Nachtrag: Ein Fotograf hielt den Hochzeitstag dann doch fest – aus sicherer Entfernung. © privat | Benno Cario

So stand es ja auch längst in die Ringe graviert: 4.4.2020. Anna Engemann und Andreas Przybyla, beide 33, haben auch vorher nicht lange nachgedacht. Im September 2019 erst lernten sie einander kennen und lieben, Heiligabend fiel er vor ihr auf die Knie: Heiratsantrag im Kreise der Familie. „Wenn man die Richtige findet...“, sagt er. „Wunderschön, meinen Traummann zu treffen“, sagt sie. Weil sie Las Vegas liebt, planten sie die Hochzeit gleich zusammen mit der Hochzeitsreise: Abflug am 1. April, weiße Limousine zur Kapelle am 4. April, danach Miami und eine kleine Kreuzfahrt. „Passt so schön“, fanden sie.

Aber dann war da dieser Morgen, als früh um sechs der Radiowecker plärrte: Sie wurden wach mit der Nachricht vom Einreiseverbot in die USA. Corona! Ein Schreck, ein Telefonanruf: ob Mülheim noch einen Termin freihabe am 4. April? Einen Tag, bevor der Krisenstab anders entschied, sagte das Standesamt zu. „Plan B“ sollte eine Ambientetrauung werden im Aquarius Wassermuseum. Doch Plan B hielt nicht.

Selbst die Trauzeugen dürfen nicht dabei sein

Die „Richtige“ und ihr Traummann: Anna Engemann und Andreas Przybyla freuen sich trotz allem auf ihre Hochzeit.
Die „Richtige“ und ihr Traummann: Anna Engemann und Andreas Przybyla freuen sich trotz allem auf ihre Hochzeit. © FUNKE Foto Services | Kai Kitschenberg

Immer wieder rief die Standesbeamtin an, jedesmal mit ruhiger Stimme: „Keine Sorge, Ihr Termin steht noch.“ Aber die Zahl der erlaubten Gäste schrumpfte, von 50 langsam auf Null. Aus Museum wurde Rathaus. „Eigentlich sind wir jetzt wieder auf dem Stand von Las Vegas“, sagt Anna Engemann. Aber das stimmt nicht ganz: Als Überraschung sollte dort ihr Bruder und Trauzeuge einfliegen, ein Hochzeitsgeschenk ihres Mannes. Nun darf auch er nicht dabeisein.
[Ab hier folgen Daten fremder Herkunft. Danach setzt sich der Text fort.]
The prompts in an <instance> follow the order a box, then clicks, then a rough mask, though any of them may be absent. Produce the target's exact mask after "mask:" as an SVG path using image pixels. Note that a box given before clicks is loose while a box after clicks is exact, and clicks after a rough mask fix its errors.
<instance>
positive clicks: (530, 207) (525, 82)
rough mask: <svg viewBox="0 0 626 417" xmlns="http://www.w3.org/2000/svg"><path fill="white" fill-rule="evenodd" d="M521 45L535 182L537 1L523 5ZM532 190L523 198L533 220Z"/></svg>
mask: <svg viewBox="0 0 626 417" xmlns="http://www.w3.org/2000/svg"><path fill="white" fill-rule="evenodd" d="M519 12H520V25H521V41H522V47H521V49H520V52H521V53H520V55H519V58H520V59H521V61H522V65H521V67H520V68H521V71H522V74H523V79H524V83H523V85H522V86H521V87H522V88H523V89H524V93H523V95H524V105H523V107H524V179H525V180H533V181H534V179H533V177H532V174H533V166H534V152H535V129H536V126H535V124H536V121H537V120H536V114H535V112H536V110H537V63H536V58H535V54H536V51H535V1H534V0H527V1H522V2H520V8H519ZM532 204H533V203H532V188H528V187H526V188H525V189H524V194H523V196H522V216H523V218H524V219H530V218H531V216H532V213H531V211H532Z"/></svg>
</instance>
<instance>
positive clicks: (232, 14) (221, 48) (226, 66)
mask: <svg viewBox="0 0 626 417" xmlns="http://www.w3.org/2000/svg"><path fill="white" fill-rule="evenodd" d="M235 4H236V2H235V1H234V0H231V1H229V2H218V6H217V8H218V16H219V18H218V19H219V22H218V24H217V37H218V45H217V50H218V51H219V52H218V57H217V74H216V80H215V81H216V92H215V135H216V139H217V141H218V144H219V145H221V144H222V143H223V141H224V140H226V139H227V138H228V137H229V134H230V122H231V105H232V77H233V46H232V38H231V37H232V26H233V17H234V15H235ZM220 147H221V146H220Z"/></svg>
Persönlicher Glückwunsch: Hand aufs Herz

Und nicht einmal die Standesbeamtin wird ihnen die Hände schütteln. Aber es gebe auch andere Gesten, sagt die Leiterin des Mülheimer Standesamts, Katrin Dente: „Hand aufs Herz, ein Lächeln tief in die Augen.“ Sie gewöhnt sich schon daran. Gummihandschuhe, eine Glasscheibe zwischen ihr und den Brautpaaren, das fände sie zu unpersönlich. Trotzdem tun ihr die Paare „total leid“: „Es gibt wohl keinen Bereich in der Verwaltung, der so emotional ist und für die Menschen so bedeutend.“ Sie alle haben doch geplant, geträumt, sich vorgefreut.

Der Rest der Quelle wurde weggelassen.